Cet interlude réveille une salle que la version de concert de Goyescas avait quelque peu laissé de marbre. Il faut dire que l’œuvre brille plus par son orchestration (adaptée de la partition initiale au piano) que par son livret (écrit pour coller à l’existant). En conséquence c’est l’orchestre très bien préparé de Guillermo García Calvo qui l’emporte par le lyrisme et la suavité notamment dans les interludes entre les tableaux. Sur une écriture complexe rythmiquement, le chœur, très sollicité, n’est pas en reste pendant les deux premiers tableaux. Les solistes sont au global décevants. La Rosario de María Bayo, fâchée avec la justesse, déploie un chant monocolore plutôt acide qui ne parvient pas ne serait-ce qu’à esquisser l’amoureuse. A l’opposé, le ténor Andeka Gorrotxategi bénéficie d’un timbre chaleureux et de beaux aigus. En Pepa, Ana Ibarra rend crédible son personnage au prix de graves forcés et poitrinés. Son compagnon de scène César San Martín (Piquero) est assez transparent.

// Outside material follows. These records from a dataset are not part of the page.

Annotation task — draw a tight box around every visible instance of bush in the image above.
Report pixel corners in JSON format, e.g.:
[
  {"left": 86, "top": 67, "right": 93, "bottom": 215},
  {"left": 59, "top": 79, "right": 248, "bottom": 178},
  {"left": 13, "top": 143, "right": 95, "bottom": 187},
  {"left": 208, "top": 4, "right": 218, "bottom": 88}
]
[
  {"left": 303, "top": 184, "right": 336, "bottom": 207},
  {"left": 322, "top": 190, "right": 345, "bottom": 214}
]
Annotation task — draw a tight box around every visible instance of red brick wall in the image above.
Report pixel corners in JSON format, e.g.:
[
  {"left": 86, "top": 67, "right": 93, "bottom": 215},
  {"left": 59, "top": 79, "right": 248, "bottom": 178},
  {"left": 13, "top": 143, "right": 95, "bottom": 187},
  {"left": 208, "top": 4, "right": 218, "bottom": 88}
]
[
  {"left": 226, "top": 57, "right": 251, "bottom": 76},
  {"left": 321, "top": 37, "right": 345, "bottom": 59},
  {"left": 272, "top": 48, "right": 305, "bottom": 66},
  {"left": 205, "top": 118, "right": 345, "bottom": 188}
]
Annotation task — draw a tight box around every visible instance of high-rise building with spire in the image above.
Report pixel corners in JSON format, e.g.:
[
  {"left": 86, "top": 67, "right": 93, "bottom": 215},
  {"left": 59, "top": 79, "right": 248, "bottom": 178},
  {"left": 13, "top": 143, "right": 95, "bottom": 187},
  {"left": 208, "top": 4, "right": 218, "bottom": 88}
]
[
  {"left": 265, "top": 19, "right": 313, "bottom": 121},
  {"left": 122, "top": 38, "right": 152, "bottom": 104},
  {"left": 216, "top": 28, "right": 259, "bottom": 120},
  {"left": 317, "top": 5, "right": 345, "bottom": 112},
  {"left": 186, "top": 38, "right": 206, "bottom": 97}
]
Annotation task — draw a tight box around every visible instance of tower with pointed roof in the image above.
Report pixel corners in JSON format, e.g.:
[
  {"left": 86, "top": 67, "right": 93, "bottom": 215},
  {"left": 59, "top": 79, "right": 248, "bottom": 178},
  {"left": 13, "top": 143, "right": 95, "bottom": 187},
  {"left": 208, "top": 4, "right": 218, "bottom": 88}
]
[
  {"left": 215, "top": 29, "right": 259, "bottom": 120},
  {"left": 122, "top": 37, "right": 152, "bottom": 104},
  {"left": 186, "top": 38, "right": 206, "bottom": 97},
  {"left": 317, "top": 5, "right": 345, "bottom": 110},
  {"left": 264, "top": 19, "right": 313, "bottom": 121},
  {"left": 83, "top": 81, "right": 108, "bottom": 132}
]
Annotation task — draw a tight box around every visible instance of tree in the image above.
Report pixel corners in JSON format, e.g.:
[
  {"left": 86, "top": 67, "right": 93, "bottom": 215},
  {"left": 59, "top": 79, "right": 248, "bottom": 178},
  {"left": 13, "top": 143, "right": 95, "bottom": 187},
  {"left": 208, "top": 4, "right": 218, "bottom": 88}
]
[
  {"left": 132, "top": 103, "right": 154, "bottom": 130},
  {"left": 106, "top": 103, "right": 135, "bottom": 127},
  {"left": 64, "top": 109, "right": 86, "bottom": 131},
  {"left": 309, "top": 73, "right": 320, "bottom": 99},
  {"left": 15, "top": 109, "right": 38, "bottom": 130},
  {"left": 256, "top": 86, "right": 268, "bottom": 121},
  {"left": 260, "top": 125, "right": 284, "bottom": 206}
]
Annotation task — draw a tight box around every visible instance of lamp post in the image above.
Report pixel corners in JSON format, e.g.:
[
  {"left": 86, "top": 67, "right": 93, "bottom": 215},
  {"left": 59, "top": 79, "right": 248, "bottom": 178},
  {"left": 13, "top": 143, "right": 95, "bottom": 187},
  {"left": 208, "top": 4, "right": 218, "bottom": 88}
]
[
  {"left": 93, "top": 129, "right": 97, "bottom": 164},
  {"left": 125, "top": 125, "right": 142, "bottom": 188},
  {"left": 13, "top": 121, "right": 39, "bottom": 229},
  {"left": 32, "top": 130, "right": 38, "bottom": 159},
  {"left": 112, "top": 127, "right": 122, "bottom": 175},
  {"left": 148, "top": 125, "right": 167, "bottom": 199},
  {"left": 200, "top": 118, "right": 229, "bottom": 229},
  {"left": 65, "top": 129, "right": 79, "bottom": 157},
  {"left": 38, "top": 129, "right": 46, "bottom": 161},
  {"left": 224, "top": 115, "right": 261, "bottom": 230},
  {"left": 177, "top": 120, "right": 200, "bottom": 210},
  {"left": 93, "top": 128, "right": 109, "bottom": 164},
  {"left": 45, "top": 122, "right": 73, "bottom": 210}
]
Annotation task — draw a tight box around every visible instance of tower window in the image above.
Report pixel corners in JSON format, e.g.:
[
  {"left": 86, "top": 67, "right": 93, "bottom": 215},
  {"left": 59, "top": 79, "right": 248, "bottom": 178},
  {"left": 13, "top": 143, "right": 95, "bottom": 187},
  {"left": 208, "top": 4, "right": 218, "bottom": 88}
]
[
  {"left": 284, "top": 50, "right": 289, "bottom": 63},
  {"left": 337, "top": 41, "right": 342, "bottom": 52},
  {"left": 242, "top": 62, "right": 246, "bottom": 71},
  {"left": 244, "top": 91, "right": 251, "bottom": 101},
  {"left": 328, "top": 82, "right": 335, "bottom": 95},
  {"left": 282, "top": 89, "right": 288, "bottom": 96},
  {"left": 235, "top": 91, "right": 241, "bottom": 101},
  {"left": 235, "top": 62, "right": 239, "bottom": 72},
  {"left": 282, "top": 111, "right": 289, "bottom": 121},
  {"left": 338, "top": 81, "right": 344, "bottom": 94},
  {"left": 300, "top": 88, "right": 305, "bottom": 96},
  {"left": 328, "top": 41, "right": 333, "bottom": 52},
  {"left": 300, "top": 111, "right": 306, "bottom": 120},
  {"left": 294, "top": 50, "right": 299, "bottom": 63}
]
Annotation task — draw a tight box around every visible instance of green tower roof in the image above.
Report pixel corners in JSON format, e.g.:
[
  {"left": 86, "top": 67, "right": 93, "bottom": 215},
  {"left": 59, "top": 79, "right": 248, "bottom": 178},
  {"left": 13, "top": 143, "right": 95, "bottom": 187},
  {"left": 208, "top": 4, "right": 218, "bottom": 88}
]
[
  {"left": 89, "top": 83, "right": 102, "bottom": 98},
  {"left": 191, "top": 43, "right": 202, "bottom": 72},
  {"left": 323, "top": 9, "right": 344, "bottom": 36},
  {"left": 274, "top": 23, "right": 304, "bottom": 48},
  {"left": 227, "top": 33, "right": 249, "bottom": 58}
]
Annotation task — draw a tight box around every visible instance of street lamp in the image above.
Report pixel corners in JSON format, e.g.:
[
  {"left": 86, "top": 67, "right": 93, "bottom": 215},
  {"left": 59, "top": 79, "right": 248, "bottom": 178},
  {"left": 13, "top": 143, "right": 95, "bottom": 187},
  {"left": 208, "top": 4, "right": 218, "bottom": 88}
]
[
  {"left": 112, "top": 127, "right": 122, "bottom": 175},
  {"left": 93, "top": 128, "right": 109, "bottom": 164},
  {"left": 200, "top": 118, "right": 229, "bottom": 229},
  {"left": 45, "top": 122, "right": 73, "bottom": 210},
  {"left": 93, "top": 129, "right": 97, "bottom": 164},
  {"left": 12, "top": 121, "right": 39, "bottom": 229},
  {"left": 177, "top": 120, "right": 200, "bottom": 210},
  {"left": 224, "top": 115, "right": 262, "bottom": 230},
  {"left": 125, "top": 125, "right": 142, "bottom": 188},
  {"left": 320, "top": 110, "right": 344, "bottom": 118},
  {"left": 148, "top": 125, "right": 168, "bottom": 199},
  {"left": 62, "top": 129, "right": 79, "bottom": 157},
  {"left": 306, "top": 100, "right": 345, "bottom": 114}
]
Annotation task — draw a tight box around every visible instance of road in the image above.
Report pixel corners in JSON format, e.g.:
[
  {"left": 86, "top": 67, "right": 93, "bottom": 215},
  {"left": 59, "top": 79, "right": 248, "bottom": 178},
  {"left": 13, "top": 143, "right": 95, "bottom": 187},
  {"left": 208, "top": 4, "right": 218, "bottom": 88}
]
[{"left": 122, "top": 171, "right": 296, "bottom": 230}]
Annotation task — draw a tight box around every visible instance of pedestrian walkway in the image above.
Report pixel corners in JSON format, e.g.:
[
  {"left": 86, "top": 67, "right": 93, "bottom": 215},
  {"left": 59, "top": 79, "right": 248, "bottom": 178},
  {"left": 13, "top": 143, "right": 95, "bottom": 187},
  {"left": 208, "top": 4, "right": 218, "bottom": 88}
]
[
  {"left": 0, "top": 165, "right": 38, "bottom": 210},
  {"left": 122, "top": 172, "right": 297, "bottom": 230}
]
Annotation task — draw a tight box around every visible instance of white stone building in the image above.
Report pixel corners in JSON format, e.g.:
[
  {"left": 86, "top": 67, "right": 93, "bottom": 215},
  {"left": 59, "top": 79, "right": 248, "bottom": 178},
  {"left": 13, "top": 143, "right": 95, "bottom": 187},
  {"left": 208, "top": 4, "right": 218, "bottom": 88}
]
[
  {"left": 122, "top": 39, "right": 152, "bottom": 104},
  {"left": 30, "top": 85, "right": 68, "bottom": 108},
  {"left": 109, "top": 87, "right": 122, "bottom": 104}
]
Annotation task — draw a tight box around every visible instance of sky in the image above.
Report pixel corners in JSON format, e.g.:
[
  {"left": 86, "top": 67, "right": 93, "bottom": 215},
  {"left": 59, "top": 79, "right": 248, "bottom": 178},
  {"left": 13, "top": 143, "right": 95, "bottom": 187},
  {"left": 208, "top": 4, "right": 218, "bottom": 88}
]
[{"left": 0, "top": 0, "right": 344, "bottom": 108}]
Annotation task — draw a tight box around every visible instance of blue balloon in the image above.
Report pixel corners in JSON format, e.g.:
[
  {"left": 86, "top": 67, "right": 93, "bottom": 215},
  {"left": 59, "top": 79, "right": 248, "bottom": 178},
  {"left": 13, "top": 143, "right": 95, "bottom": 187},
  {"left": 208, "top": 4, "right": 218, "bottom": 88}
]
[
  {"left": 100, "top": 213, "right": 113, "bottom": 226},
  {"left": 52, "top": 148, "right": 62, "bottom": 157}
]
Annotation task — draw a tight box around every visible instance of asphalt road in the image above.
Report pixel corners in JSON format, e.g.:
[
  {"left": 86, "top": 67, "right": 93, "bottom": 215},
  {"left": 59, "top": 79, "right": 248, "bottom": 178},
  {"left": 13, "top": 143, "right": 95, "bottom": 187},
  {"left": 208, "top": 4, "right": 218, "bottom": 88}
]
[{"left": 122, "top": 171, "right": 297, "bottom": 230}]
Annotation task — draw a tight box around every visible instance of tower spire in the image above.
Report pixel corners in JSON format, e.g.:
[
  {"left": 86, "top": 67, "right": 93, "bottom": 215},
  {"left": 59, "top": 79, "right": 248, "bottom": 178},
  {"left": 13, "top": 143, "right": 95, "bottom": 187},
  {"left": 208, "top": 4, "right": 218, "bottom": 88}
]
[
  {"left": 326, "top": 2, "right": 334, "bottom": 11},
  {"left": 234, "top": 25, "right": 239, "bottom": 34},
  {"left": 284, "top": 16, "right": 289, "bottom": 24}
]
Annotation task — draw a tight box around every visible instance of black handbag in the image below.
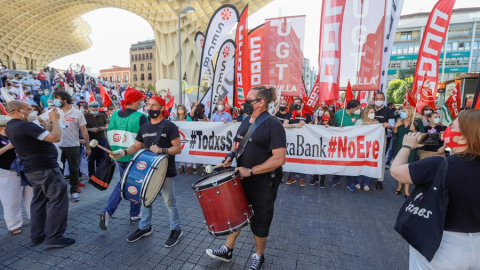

Au retour de l’entracte, c’est Woody Allen qui présente en Europe le dernier volet du Triptyque qu’il a mis en scène pour le Los Angeles Opera. Presque classique si l’on oublie l’écran de cinéma qui introduit la représentation avant le début de la musique, l’américain traite la farce par l’hyper-réalisme. La maison, un peu décatie, fourmille de détails et de babioles, et l’on aperçoit les toits de Florence au loin entre sous-vêtements et autres frocs qui sèchent sur les cordes à linge. Seul l’habit indique que ces personnages ne feraient pas tâche dans un Chicago des années de la prohibition. Le costume raillé blanc et noir de Schicchi, laisse peu de doute sur la vision que s’en fait le cinéaste : c’est un truand. D’ailleurs il déclame son adresse au public en agonisant, poignardé par une Zita vengeresse cependant que le petit Gherardo pleure sur son corps. Quelques idées comiques sont du plus bel effet : le testament est retrouvé dans une casserole de spaghetti que Zita sème aux quatre vents à mesure qu’elle en prend connaissance. L’ironie mordante, est, bien entendu un autre ressort de Woody Allen. Aussi il fait placer le corps de Buoso devant la porte d’entrée de la maison avec un chapeau miteux. Chacun des visiteurs (docteur, notaire) lui laissera une aumône en partant. La direction d’acteur navigue entre réalisme et grand boulevard pour le plus grand plaisir des interprètes. On retrouve dans des emplois à leur mesure les deux clés de fa du récital, de même que Maite Albertola en Laureta sémillante tant scéniquement que vocalement. Le Rinuccio d’Albert Casals est juvénile à souhait même si l’on aimerait un peu plus de générosité à l’aigu. Enfin, ce dernier soir c’est Lucio Gallo qui remplace Placido Domingo. Entendu la semaine précédente à Zurich en Dulcamara aphone, l’interprète surprend par une voix saine et franche, doublée d’une roublardise scénique particulièrement jubilatoire.